Kraft Heinz earlier this year briefly pursued an acquisition of Unilever P.L.C. before withdrawing its offer. Although no deal was completed, the action prompted talk that Kraft Heinz may be looking to broaden its business.
Despite his belief that a near-term takeout is low, Mr. Moskow said Credit Suisse still views Mondelez as being fully capable of generating earnings-per-share growth above its peer group. Mr. Moskow cited the company’s strategic plan for margin expansion as well as its potential role in consolidating the food industry as reasons behind his expectations.
“Incoming c.e.o. Dirk Van de Put is an unknown entity, but we would be highly surprised if he took actions to roll back either of these board imperatives,” Mr. Moskow said.
Mr. Van de Put was tapped as Deerfield, Ill.-based Mondelez’s new c.e.o. earlier this month when Irene Rosenfeld announced her intent to step down from the post in November.
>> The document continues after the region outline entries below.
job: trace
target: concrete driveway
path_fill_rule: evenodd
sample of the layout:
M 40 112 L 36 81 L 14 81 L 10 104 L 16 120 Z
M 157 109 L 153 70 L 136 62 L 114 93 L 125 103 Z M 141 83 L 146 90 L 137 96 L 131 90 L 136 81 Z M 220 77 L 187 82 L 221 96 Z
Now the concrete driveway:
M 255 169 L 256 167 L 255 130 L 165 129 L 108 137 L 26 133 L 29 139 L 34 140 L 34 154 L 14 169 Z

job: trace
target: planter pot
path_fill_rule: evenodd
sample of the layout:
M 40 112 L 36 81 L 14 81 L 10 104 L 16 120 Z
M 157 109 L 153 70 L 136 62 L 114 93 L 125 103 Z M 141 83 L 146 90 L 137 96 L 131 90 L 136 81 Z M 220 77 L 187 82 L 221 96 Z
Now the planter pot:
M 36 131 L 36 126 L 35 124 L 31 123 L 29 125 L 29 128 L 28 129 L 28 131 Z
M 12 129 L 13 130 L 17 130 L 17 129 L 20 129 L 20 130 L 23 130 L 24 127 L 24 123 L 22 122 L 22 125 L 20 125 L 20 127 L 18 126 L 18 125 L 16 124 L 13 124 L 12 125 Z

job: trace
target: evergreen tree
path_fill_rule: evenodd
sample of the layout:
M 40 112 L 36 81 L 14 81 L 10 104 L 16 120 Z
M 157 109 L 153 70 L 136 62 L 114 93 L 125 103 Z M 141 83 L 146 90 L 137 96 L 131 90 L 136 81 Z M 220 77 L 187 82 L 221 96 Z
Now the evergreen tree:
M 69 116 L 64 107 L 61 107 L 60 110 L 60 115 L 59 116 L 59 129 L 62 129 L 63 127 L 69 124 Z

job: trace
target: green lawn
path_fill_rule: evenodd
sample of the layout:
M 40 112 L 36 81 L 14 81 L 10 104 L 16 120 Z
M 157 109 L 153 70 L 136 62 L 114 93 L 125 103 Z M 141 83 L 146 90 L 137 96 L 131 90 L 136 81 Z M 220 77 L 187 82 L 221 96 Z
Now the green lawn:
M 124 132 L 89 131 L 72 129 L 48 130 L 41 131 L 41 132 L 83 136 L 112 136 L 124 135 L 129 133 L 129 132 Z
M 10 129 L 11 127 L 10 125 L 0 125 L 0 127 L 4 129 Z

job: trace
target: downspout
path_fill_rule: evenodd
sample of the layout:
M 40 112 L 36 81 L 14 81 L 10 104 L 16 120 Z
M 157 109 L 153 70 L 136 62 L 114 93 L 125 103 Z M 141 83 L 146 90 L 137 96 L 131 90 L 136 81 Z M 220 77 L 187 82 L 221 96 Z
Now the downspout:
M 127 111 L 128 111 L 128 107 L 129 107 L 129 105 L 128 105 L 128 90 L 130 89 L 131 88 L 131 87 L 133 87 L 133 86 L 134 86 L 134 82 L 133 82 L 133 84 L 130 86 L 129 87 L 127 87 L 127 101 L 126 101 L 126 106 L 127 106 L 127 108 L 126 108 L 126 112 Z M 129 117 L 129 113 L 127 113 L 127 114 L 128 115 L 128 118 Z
Mr. Van de Put had been c.e.o. of McCain Foods, a privately held Canadian frozen food manufacturer with sales of approximately $7.3 billion.
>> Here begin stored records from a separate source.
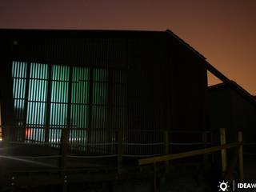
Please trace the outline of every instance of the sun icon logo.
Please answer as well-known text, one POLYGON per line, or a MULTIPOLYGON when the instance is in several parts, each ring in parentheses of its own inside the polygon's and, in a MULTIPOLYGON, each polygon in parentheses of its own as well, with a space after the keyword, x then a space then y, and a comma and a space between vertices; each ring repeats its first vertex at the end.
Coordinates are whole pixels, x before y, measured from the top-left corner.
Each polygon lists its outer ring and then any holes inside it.
POLYGON ((219 182, 218 183, 219 183, 219 185, 218 186, 218 187, 219 188, 218 191, 228 191, 228 188, 230 187, 228 182, 226 182, 222 181, 222 182, 219 182))

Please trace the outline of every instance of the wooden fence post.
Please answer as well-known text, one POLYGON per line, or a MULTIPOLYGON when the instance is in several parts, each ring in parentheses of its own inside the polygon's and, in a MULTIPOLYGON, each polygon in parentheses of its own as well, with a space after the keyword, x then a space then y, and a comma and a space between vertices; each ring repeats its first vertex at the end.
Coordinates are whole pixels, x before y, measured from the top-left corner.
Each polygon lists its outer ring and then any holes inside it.
MULTIPOLYGON (((169 154, 169 132, 166 130, 164 132, 164 141, 165 141, 165 154, 169 154)), ((165 162, 166 164, 166 173, 169 173, 169 161, 165 162)))
MULTIPOLYGON (((226 130, 225 128, 220 129, 220 141, 221 145, 226 145, 226 130)), ((226 149, 222 150, 222 170, 224 177, 226 173, 226 149)))
MULTIPOLYGON (((207 132, 206 131, 203 131, 202 132, 202 143, 203 143, 203 148, 206 148, 207 147, 207 132)), ((204 166, 206 166, 207 164, 207 161, 208 161, 208 154, 203 154, 203 163, 204 166)))
POLYGON ((122 173, 122 131, 118 131, 118 173, 122 173))
POLYGON ((240 146, 238 148, 238 161, 239 161, 239 179, 240 182, 243 182, 243 157, 242 157, 242 131, 238 132, 238 142, 240 142, 240 146))

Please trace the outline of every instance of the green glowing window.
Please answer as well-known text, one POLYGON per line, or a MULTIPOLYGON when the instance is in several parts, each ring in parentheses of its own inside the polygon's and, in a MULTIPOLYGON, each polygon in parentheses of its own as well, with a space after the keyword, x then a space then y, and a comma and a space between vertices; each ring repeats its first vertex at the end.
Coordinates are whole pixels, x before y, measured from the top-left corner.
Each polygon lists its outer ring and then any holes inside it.
POLYGON ((13 62, 12 73, 16 140, 58 143, 69 126, 71 147, 85 150, 89 129, 106 127, 107 70, 13 62))

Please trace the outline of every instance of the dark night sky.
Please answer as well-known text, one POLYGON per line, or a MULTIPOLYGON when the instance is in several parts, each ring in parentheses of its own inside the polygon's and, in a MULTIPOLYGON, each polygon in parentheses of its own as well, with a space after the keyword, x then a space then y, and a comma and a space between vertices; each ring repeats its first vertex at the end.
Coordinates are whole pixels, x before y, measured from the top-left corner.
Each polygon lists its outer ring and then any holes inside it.
POLYGON ((256 94, 255 0, 1 0, 0 28, 170 29, 256 94))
In addition to lowering its target price, Credit Suisse maintained its “outperform” rating on Mondelez’s stock.Risk factors that may impede achievement of the $46 target price and the outperform rating include volatile macro conditions in emerging markets, continued shifting to healthier, less sugary snacks, and input cost increases that management cannot cover with pricing, Mr. Moskow said.